L’administration n’est pas en reste. Le gouvernement ordonne à ses agences fédérales de ne plus solder ni vendre leurs stocks de mitraillettes démodées aux armuriers. Le Congrès envisage de décupler le prix de la licence autorisant l’ouverture d’un commerce d’armes (actuellement la taxe est de 66 dollars par an). La police de New York, « sans poser de questions », rachète les fusils pour 25 dollars, les revolvers pour 50 et les semi-automatiques pour 75. Tandis que celle de Washington met en place une « unité renifleuse » chargée de détecter les suspects armés qui se baladent dans la rue.
Face à cette amorce de revirement dans l’opinion, la NRA n’a pas tardé à dégainer. La National Rifle Association of America est un pilier de la société américaine. Elle dispose d’un budget annuel de 100 millions de dollars, compte 3, 5 millions d’adhérents équipés pour soutenir un siège et pilote un nombre colossal de revues spécialisées.

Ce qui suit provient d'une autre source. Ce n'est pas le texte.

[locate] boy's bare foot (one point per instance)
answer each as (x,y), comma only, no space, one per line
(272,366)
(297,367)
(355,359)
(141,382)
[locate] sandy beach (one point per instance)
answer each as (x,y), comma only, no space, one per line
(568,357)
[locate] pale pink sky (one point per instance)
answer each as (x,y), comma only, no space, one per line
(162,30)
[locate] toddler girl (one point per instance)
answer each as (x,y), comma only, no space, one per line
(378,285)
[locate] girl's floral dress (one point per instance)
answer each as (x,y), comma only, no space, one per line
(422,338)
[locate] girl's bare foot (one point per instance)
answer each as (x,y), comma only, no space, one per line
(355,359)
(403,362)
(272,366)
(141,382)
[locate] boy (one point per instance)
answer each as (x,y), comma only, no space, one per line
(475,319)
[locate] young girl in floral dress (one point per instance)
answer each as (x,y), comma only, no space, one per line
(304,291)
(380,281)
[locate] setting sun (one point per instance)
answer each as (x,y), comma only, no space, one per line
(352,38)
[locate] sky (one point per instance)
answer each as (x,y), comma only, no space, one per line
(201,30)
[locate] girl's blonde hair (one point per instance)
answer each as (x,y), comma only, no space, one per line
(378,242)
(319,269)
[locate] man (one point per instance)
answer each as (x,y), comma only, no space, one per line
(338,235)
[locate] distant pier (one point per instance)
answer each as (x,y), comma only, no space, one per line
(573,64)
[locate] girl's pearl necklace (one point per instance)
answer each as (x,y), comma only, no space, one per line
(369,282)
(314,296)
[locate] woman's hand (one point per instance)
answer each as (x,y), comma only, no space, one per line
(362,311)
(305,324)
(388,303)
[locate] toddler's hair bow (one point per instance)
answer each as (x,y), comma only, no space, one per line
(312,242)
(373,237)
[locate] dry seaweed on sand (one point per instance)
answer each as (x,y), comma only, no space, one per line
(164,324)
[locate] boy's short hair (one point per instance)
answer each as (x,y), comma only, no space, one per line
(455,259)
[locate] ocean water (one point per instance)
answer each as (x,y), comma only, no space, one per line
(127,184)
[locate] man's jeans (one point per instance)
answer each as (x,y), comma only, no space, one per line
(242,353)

En politique, la NRA est le lobby par excellence, la manne des candidats qui ne crachent pas sur la gâchette.

L’Association, donc, a engagé la contre-offensive. Diffusion dans tout le pays d’une brochure dans
laquelle Wayne R. LaPierre, son vice-président, rappelle avec solennité les termes du 2e amendement. Distribution massive d’autocollants proclamant : « Imbéciles ! Nous, nous ne faisons que nous défendre. Ce sont les criminels qu’il faut désarmer. » Sans oublier, dans chaque comté, l’influence radiante des 284 000 armuriers. Ecouter ces négociants, traîner dans ces arsenaux, c’est prendre l’exacte mesure du retournement qu’entreprend l’Amérique.

Washington, Old Town Armory, 10 618 Sudley Manor Drive. Cette banlieue de la ville n’appartient déjà plus au minuscule district de Columbia et s’accroche comme elle peut à l’Etat de Virgine. Il fait nuit. Des congères sales bordent les vitrines de la boutique. Derrière son comptoir, renfrogné, John J. Craine astique un Ruger avec un chiffon gras. Il n’aime pas ce qui se trame en ce moment. Ni le bruit fait autour de ces kermesses de désarmement : « Qu’est-ce que vous avez tous avec la loi Brady ? On s’en fout, de la loi Brady ! C’est de la poudre aux yeux. Pour nous ça va rien changer. Déjà, ici, depuis des années, si vous voulez acheter une arme, il vous faut remplir le questionnaire ATF F 4473 et répondre à ce type de questions : “Avez-vous été condamné à un an de prison ? Etes-vous un évadé ? Prenez-vous des drogues, de la marijuana ou des stimulants ? Etes-vous mentalement déficient ?” Quand vous avez signé la fiche, je la transmets à la police, et si tout est en ordre, je reçois l’accord pour la vente. Alors vous croyez sincèrement qu’un truand ou un cinglé qui veut mitrailler le quartier va prendre le risque de venir acheter son flingue ici, en sachant qu’il va devoir se dévoiler sur ce document et me laisser son identité et son adresse ? Non, mes clients sont de braves types, respectueux de la Constitution. Ils veulent seulement défendre leur famille. » Près du comptoir, un employé déballe une caisse de fusils à lunette. Un complément optique sans doute destiné à des « braves types » un peu myopes.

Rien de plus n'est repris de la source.